BioConductor is an R Package “framework’ (or sub-environment) for bioinformatics; it has a large-scale peer-review system for packages, and any package that is submitted must use and "blend" specific structural components. More importantly, BioConductor has a Discussion Forum (akin to StackOverflow) but specific to BioConductor. The main diffierence of BioC with CRAN (in R programming) is that all packages contributing to BioConductor are somewhat related, must be installed using specific methods, and must leverage BioConductor structure. In that sense, it’s somewhat similar to PyTorch. However, while PyTorch is for generic DeepLearning, BioConductor works only on bioinformatics (to analyse biological data). In this project you will be using advanced, state-of-the-art natural language processing (NLP) algorithms to analyse BioConductor's discussion forum according to the software releases--meaning, you will be linking your topic-modelling to software version releases. After modelling, you will be expected ccomplete manual perusals of the data, to draw conclusions, and provide visualisations and a report.
Note:
- Knowledge of bioinformatics is not required. You may need to read the discussion forums to label the resulting topics, but that's it.

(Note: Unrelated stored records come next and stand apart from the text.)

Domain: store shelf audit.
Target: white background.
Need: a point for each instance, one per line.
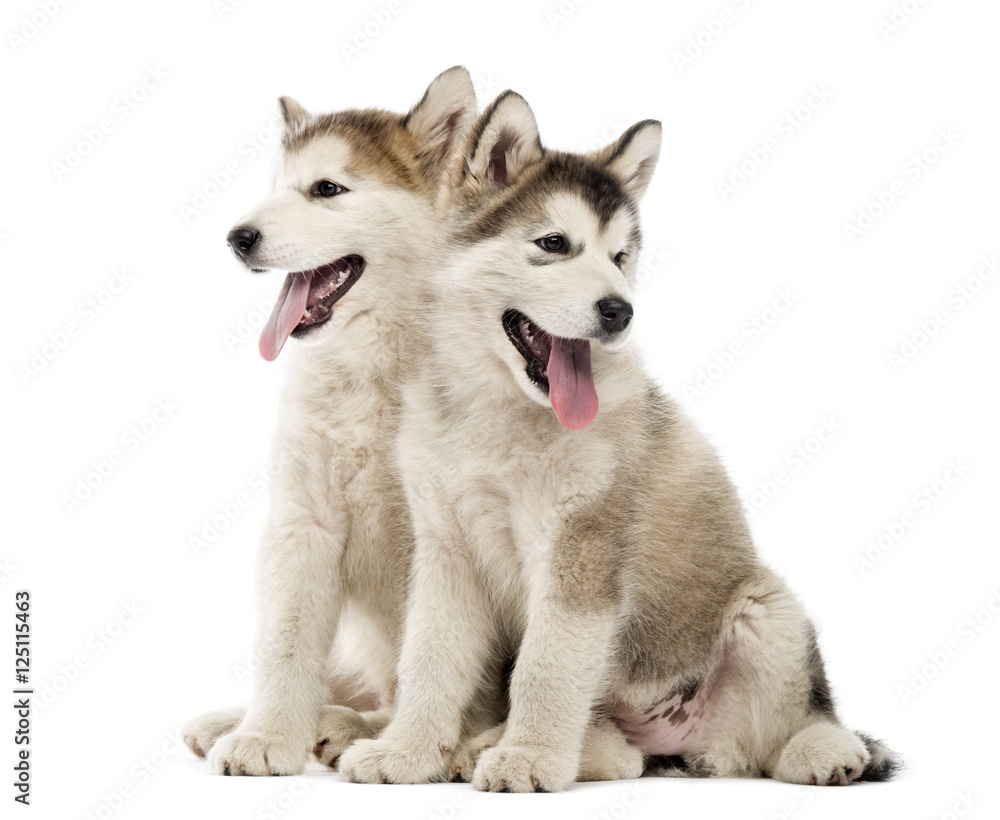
(117, 692)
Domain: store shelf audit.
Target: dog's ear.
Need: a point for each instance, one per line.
(503, 142)
(633, 157)
(292, 113)
(441, 118)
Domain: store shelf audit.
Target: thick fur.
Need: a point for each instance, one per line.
(614, 562)
(335, 558)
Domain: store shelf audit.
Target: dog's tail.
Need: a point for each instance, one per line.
(885, 763)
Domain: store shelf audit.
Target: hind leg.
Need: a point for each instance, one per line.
(822, 754)
(775, 715)
(201, 732)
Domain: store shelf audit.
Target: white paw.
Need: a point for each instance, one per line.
(822, 755)
(508, 768)
(607, 755)
(339, 727)
(201, 733)
(254, 754)
(385, 761)
(463, 762)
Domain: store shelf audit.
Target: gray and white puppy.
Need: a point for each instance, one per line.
(568, 514)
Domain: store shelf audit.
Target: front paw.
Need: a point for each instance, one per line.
(522, 769)
(385, 761)
(339, 727)
(254, 754)
(201, 733)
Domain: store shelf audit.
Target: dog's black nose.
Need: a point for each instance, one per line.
(615, 315)
(242, 240)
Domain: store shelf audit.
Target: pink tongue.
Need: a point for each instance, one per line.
(571, 383)
(286, 315)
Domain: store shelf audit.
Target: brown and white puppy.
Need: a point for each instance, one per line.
(568, 514)
(349, 221)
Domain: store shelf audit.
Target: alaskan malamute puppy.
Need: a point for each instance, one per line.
(566, 512)
(350, 222)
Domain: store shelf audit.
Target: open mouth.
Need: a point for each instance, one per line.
(559, 367)
(306, 301)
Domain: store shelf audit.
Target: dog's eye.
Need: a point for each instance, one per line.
(326, 188)
(553, 243)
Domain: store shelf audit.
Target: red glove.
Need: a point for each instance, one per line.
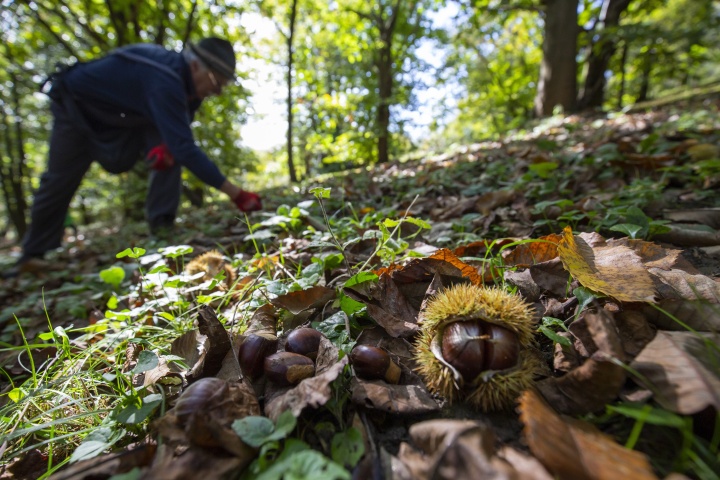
(248, 201)
(160, 158)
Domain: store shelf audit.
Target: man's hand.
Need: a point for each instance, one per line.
(160, 158)
(248, 201)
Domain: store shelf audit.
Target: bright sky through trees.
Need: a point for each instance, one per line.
(267, 126)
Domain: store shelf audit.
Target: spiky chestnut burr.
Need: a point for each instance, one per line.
(475, 345)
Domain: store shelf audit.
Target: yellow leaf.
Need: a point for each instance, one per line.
(614, 271)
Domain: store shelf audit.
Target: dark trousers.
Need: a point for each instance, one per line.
(71, 153)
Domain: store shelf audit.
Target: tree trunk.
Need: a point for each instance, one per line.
(593, 94)
(623, 62)
(290, 37)
(385, 85)
(645, 78)
(558, 73)
(12, 171)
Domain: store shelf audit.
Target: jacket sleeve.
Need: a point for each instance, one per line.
(167, 104)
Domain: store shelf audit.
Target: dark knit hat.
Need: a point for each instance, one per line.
(217, 54)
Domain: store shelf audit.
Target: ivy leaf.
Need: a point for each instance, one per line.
(147, 360)
(347, 447)
(134, 414)
(254, 430)
(112, 276)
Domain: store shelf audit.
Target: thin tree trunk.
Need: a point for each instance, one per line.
(623, 61)
(558, 72)
(593, 94)
(290, 37)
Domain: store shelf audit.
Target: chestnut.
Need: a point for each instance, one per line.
(252, 353)
(373, 363)
(287, 368)
(474, 346)
(198, 396)
(305, 341)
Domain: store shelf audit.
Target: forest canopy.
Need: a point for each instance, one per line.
(356, 76)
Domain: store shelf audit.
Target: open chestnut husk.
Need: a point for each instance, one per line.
(476, 344)
(253, 351)
(373, 363)
(287, 368)
(305, 341)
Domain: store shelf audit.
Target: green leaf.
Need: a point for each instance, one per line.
(147, 360)
(305, 465)
(320, 192)
(112, 302)
(649, 414)
(285, 424)
(113, 276)
(585, 297)
(96, 443)
(347, 448)
(135, 252)
(628, 229)
(254, 430)
(16, 394)
(552, 335)
(360, 278)
(134, 414)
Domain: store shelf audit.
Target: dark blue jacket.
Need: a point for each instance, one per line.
(121, 90)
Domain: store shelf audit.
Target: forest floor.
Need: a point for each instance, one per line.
(625, 317)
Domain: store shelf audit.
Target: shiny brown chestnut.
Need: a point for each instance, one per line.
(199, 396)
(373, 363)
(253, 351)
(474, 346)
(305, 341)
(287, 368)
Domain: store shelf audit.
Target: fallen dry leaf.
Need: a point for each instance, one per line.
(589, 387)
(452, 450)
(681, 368)
(311, 392)
(531, 253)
(573, 450)
(542, 278)
(313, 297)
(395, 300)
(614, 271)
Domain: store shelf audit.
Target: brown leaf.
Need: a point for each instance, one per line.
(705, 216)
(681, 368)
(408, 399)
(684, 315)
(193, 463)
(312, 392)
(634, 330)
(453, 449)
(480, 248)
(532, 253)
(615, 271)
(572, 449)
(687, 286)
(527, 467)
(297, 302)
(216, 346)
(538, 279)
(104, 466)
(598, 380)
(394, 301)
(264, 320)
(210, 425)
(490, 201)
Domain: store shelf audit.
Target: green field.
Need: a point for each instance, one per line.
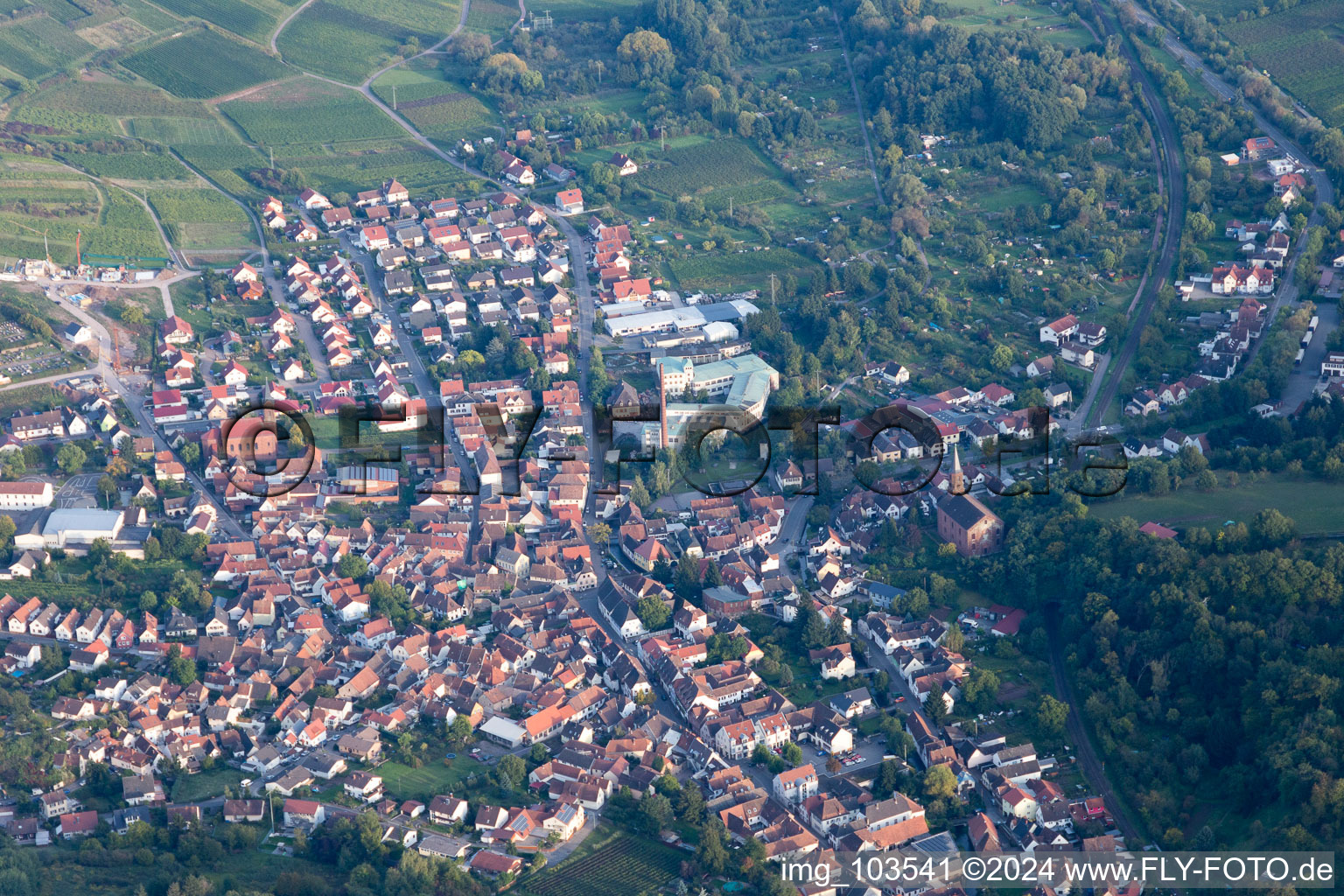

- Knowledge of R programming is not required. If you know your progrmaming theory, you can translate that knowledge to any programming language. And that is enough for this study.
- You will need to follow instructions and be systematic in your methodology. You will not be using traditional topic-modelling algorithms.
The project will be co-supervised with my colleague Dr Fatemeh Fard (from the University of British Columbia, Canada), whose work in NLP applied to software engineering and data science is quite novel. Meetings are done mostly with me, but at least once per month with her.
This project has been completed in S2, 2022.